Laughable revisionism here. Burnham now the main man yet no one voted for him when they had the opportunity.

Rayner making mischief in the DL role when it wasn’t quite so popular when Tom was doing the same.

I like Burnham but not sure he is the answer. Blunkett has made some good points in the ‘I’ today; yes I know you all hate him but I feel he is right on this one, LP does patronise the WC by wallowing in nostalgia.

I would like Lammy to be given a go, not now as there is too much mess to sort out.
Revisionism from whom? I've no enthusiasm for Burnham, although on a personal level he's easier to warm to than most. A lot of your posts suggest that you think of PFM as one person, who has it in for you.

"You're patronising the working class!" is just another tired Blairite cliche: it's code for "Stop banging on about workers' rights. The plebs like flags! Give them some flags!"
 
How interesting is Ainsley’s book, Sean?
I've only read second hand accounts. It looks...not interesting enough to actually read (fair bit of re-heated Blue Labour guff; static and instrumentalist approach to values) but more interesting than the strategy that's supposed to be based on it. For instance the book deals with young people, low wages, precarity - it's not all about pensioners and patriotism.
 
Blunkett has made some good points in the ‘I’ today; yes I know you all hate him but I feel he is right on this one,

Dunno.. Haven't seen them.. but my experience of Blunkett is that he was among the most authoritarian of his contemporaries and imposed policies around education and associated issues such as Career Guidance, Youth Services in general.. which were clearly based entirely on the deep prejudices he developed around his disability. Those policies led to a very unbalanced, ineffective system..and ultimately a Tory backlash involving the destruction/dispersal/abandonement of some World Beating public services. A very dangerous man indeed.
 
In the words of Jim Bowen, look at what we could have won:

https://twitter.com/AaronBastani/status/1391852308531658757

Clive Lewis seems to be frozen out by the people in charge now but I hope his time will come.

He's clearly wrong though - he doesn't spend enough time on PFM ;)

The Channel 4 poll on Friday evening was interesting when asked the main reason why they didn’t vote Labour - 4 percent said Labour was too left wing and 2 percent that it was “too woke”. “Bad on immigration” was 0 percent.

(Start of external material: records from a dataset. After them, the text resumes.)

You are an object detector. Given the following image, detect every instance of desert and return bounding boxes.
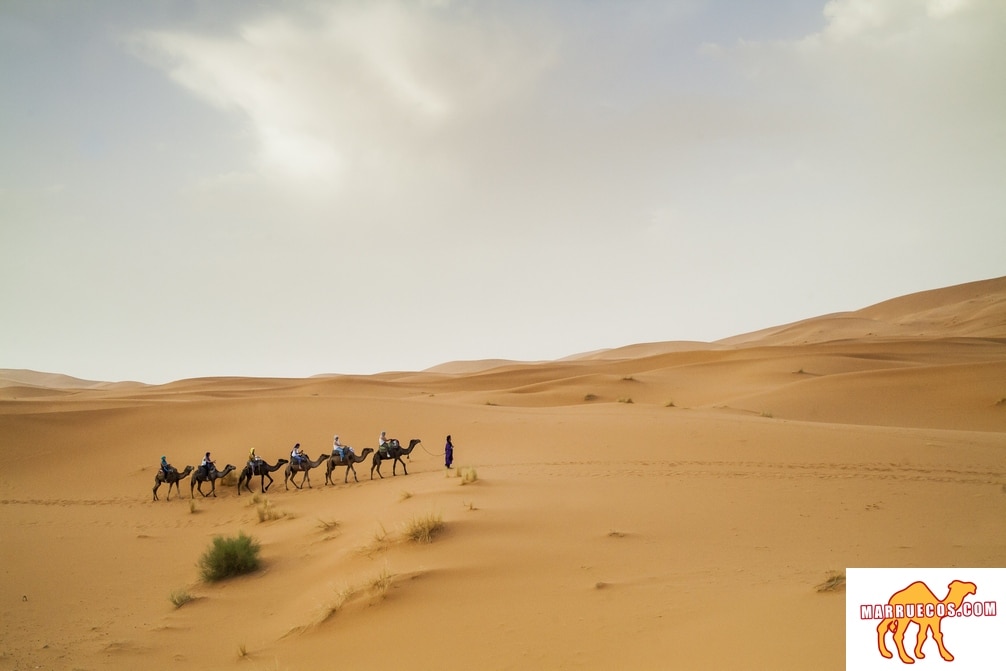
[0,278,1006,671]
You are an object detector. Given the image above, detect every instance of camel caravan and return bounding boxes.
[153,438,422,501]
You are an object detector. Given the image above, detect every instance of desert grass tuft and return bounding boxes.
[256,497,287,522]
[168,590,195,608]
[815,570,845,592]
[369,566,394,599]
[199,532,261,582]
[404,513,445,543]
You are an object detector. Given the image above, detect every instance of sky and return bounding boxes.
[0,0,1006,383]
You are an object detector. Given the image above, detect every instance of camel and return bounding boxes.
[237,459,289,496]
[154,466,192,501]
[189,464,234,497]
[877,580,978,664]
[325,448,374,485]
[370,438,423,480]
[283,455,332,490]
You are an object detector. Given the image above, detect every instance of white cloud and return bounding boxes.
[129,2,549,191]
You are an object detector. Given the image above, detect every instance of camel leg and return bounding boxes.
[894,619,915,664]
[915,622,933,659]
[932,620,954,662]
[877,620,897,659]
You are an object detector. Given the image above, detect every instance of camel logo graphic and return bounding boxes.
[846,568,1006,671]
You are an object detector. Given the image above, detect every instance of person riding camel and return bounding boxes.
[332,436,356,461]
[377,431,397,457]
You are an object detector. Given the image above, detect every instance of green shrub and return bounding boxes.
[199,532,260,582]
[405,513,444,543]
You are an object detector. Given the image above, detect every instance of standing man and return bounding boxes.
[444,434,454,468]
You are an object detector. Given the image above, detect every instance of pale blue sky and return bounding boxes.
[0,0,1006,382]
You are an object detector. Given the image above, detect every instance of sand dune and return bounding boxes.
[0,278,1006,670]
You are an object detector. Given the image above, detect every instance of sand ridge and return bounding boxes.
[0,279,1006,669]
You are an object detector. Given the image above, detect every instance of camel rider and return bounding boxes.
[332,436,354,460]
[377,431,398,456]
[199,452,216,476]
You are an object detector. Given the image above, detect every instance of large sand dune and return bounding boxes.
[0,278,1006,671]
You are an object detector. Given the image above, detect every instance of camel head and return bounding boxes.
[944,580,978,606]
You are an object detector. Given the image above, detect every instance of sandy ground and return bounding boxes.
[0,279,1006,671]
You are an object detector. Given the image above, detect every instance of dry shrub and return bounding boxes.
[404,513,444,543]
[370,566,394,599]
[168,590,195,608]
[256,497,287,522]
[815,570,845,592]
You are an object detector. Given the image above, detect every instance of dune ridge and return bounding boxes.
[0,278,1006,670]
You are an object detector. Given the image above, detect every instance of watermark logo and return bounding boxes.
[846,568,1006,671]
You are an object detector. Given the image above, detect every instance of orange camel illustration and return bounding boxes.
[877,580,978,664]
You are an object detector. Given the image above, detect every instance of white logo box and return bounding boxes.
[845,568,1006,671]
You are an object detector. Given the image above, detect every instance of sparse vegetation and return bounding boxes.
[199,532,260,582]
[169,590,195,608]
[370,566,394,599]
[404,513,445,543]
[256,497,287,522]
[815,570,845,592]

Starmer was the main reason.
 
I think Lammy is different enough but some would just see him as another Barrister.

I like David Lammy. He seems largely uncorrupted by the party focus-group enforced ambiguity etc and is still prepared to use his own moral compass regardless of any backlash, e.g. calling the Tories exactly what they were over Grenfell, Windrush etc. He still has a spine, but as stated I don’t think the issue here is leadership, it is more about what those who really control the party do once a candidate is made leader. Lammy would face exactly the same forces that impaled Corbyn on the moral ambiguity fence of focus group paralysis and has shrouded Starmer in flags and authoritarianism. The problem is the party is a dysfunctional archaic wing of the undemocratic conservative establishment and a handful of decent people in the ranks will never change that. Just kill it!
 
There's always a tension between what the Party members want, who MPs will support and what the electorate will vote for. (For Labour there's the added factor of what the unions will put up with).

All this talk of Burnham, Lammy, Lewis, Rayner et al is pointless unless and until Labour has sorted out what it's for, rather than just what it's against (though it would be helpful if Labour could state unequivocally that it is against tax breaks for the rich). It would be better to keep Starmer in place for now, and get the policies right, rather than hoping that a different front man/woman will solve everything.